Ever tried to create something? To look down at a blank piece of paper, and turn it into a piece of magic? To look at a blank canvas and turn it into a world of living, dancing, color? Have you ever looked into the eyes of your baby, your child, and tried to imagine helping to shape this innocent, empty vessel into a full grown, well adjusted human being?

Scariest feeling in the world. To tell yourself, I will try to play G‑d for a bit. Try to pretend like I have something to say, like I'm worth something, like my perspective means anything.


Have you ever gotten past that first stage? Written that poem? Painted that painting? Invested in your child?

Feels great, right? Awesome. Amazing.

But then, you have this strange urge. You want to share your creation. You need to bring it into the world. You show your friend your poem. You put up your painting in the living room. You tell a friend about the school your child is going to.

And then you get that look. You know what I'm talking about. Starts off with a pause. Slight smile. Quizical eyes. Trying not to say something that might hurt your feelings. But then they go and do it anyway.

"It's... nice."


"Well, you might want to work on this... or, fix that... or, maybe you want to take a look at this spelling error."

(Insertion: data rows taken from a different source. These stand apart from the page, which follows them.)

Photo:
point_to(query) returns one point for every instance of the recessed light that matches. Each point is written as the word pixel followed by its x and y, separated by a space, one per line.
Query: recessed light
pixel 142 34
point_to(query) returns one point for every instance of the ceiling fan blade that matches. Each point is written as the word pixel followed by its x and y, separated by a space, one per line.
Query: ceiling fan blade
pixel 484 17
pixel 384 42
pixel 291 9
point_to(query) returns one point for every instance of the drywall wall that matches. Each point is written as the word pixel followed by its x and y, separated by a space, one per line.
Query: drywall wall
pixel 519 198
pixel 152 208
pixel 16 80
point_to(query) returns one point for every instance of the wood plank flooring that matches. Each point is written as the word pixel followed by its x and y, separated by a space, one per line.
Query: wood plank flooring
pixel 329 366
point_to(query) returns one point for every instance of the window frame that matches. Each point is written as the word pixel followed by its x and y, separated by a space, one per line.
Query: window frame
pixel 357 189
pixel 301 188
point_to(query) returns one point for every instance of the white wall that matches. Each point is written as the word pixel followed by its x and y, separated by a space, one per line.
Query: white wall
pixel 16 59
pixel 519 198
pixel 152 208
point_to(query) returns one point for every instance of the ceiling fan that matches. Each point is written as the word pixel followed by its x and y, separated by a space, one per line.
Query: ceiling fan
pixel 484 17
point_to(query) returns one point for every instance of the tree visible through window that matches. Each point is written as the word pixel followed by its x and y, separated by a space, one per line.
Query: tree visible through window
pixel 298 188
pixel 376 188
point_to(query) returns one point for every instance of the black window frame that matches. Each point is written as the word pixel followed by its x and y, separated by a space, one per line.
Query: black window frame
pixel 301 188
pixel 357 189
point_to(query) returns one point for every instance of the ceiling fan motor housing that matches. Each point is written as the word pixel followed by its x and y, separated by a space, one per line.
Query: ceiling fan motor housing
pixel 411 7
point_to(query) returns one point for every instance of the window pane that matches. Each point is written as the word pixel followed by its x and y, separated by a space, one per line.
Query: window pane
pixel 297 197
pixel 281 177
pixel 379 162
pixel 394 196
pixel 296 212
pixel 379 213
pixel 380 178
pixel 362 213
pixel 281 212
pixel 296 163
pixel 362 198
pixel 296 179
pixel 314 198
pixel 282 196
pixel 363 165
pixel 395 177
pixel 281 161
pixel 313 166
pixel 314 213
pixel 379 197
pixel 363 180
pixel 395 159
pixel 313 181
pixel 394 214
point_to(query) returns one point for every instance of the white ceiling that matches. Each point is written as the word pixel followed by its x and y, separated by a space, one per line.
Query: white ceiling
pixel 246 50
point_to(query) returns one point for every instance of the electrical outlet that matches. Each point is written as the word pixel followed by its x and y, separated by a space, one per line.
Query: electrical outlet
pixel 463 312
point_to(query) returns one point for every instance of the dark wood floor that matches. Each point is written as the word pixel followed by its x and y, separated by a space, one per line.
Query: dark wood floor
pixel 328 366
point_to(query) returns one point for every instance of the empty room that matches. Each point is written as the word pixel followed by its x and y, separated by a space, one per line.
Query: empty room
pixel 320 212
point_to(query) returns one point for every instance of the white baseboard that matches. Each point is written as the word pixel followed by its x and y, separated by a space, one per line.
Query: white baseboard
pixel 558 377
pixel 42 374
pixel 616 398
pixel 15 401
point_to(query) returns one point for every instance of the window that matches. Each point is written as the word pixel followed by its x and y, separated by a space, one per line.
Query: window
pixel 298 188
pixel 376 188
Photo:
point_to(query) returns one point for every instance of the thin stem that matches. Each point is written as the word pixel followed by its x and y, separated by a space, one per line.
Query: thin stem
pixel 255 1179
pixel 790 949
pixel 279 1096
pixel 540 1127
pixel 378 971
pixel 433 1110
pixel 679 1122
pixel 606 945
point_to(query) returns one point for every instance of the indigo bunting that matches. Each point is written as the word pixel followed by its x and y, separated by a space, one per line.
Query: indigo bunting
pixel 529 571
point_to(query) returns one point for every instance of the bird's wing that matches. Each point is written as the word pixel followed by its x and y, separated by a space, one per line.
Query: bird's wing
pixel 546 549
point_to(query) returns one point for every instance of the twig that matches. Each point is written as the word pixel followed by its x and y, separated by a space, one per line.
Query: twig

Oy! You can feel your world crashing around you. All those thoughts, all those worries, they're coming to fruition. You really don't have anything valuable to share. You really can't be a good painter. You should probably put your kid up for adoption. It would be for the best.

Years go by. No more writing. No more painting. No more independently willed decisions.

But if we're lucky, at some point in our life we come across someone that thinks that we really do matter, we're really awesome, and they seem to like everything we've ever done or said. So you dust off that poem, that painting, that life, and you share it with that special someone.

And the look is different. Their eyes light up. They read, look, listen in total rapture. When they look up, they are blown away. They ask you what else you've created.

"What? Nothing else? You have to do more."

Um. Okay.

And you start to create. To write, to paint, to create music. Suddenly it doesn't even matter what form you're creating in. You keep creating and they keep asking for more, and you suddenly feel worth something.

Years later, you've created, you look at all your old writings and laugh at how juvenile they sound, you look at your old paintings, and you see how simple they were. You realize how many horrible decisions you made for your child.

For some weird reason, though, everything seems to have worked out just fine.

At first it doesn't make sense. As far as you were aware, bad artists were worthless. But back in the day you were a novice. Amateur hour. But that person that looked at your stuff, and she really loved it! Were you fooled all along? Tricked into eventually becoming someone worth talking about?

You come to the person, you ask her. She looks at you with a slightly amused smile and tells you, "Don't you realize you were always perfect? Always amazing – sparkling with infinite beauty? I was just blessed to be one of those people that could see it within you from the beginning. I was blessed to look at that poem and see the reality that everyone else was missing. Can't you see that? Can't you see you don't become something great, you reveal your greatness as you work harder and harder on yourself, bringing that greatness down to this world?"